Hart D A, Krause G, Martin L, Garlepp M, Fritzler M J
Joint Injury and Diseases Research Group, University of Calgary, Health Science Centre, Alberta.
Clin Invest Med. 1991 Feb;14(1):55-62.
Murine models of systemic lupus erythematosus exhibit some, but not all of the characteristics of human disease. Disease progression in the animal models is related to autoantibodies, genetics, and inflammatory processes. In this report the effects of two bacterial biological response modifiers (BRM) on disease progression in the MRL-lpr model were investigated. The two BRM tested were C. parvum and Bacillus-Calmette-Guerin (BCG), both of which are stimulators of the reticuloendothelial system and both of which have been shown by others to influence disease progression in NZB/W mice. Treatment of 10-week-old mice with C. parvum led to transient alterations in hepatosplenomegaly and plasma proteinase regulation, which then returned to control values. Treatment with BCG led to even more transient effects on the mice. Neither BRM appeared to impact on disease-associated alterations in autoantibody titres, hepatosplenomegaly, or elevations in plasma proteinase activity. Likewise, treatment of 17-week-old MRL-lpr mice with C. parvum did not influence disease progression as evidenced by survival, autoantibody production, or hepatosplenomegaly. Therefore, in contrast to the NZB/W strain, treatment of the MRL-lpr strain with these BRM does not appear to impact on disease progression. This difference may be due to the influence of the lpr accelerator gene in this model.

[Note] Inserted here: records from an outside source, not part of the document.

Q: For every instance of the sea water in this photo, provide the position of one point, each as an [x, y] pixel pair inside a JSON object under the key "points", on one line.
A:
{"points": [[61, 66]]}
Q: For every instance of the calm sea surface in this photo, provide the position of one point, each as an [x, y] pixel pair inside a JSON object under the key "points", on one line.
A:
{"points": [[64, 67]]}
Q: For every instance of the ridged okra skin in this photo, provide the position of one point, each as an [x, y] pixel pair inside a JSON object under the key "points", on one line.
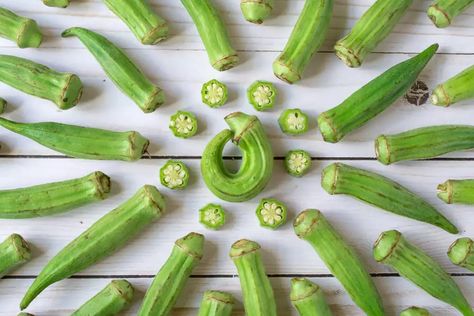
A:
{"points": [[104, 237], [306, 38], [257, 292], [14, 251], [371, 29], [120, 69], [373, 98], [423, 143], [213, 33], [148, 27], [247, 133], [382, 192], [82, 142], [173, 275], [341, 259], [23, 31], [110, 301], [412, 263], [63, 89]]}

系统性红斑狼疮的小鼠模型展现出了人类疾病的一些而非全部特征。动物模型中的疾病进展与自身抗体、遗传学及炎症过程有关。在本报告中,研究了两种细菌生物反应调节剂(BRM)对MRL-lpr模型中疾病进展的影响。所测试的两种BRM为微小隐孢子虫和卡介苗(BCG),二者均为网状内皮系统的刺激剂,且其他研究已表明它们会影响NZB/W小鼠的疾病进展。用微小隐孢子虫治疗10周龄小鼠会导致肝脾肿大和血浆蛋白酶调节出现短暂改变,之后又恢复至对照值。用卡介苗治疗对小鼠产生的影响更为短暂。两种BRM似乎均未对自身抗体滴度、肝脾肿大或血浆蛋白酶活性升高这些与疾病相关的改变产生影响。同样,用微小隐孢子虫治疗17周龄的MRL-lpr小鼠,并未影响疾病进展,这一点从生存率、自身抗体产生或肝脾肿大方面均可得到证明。因此,与NZB/W品系不同,用这些BRM治疗MRL-lpr品系似乎不会影响疾病进展。这种差异可能归因于该模型中lpr加速基因的影响。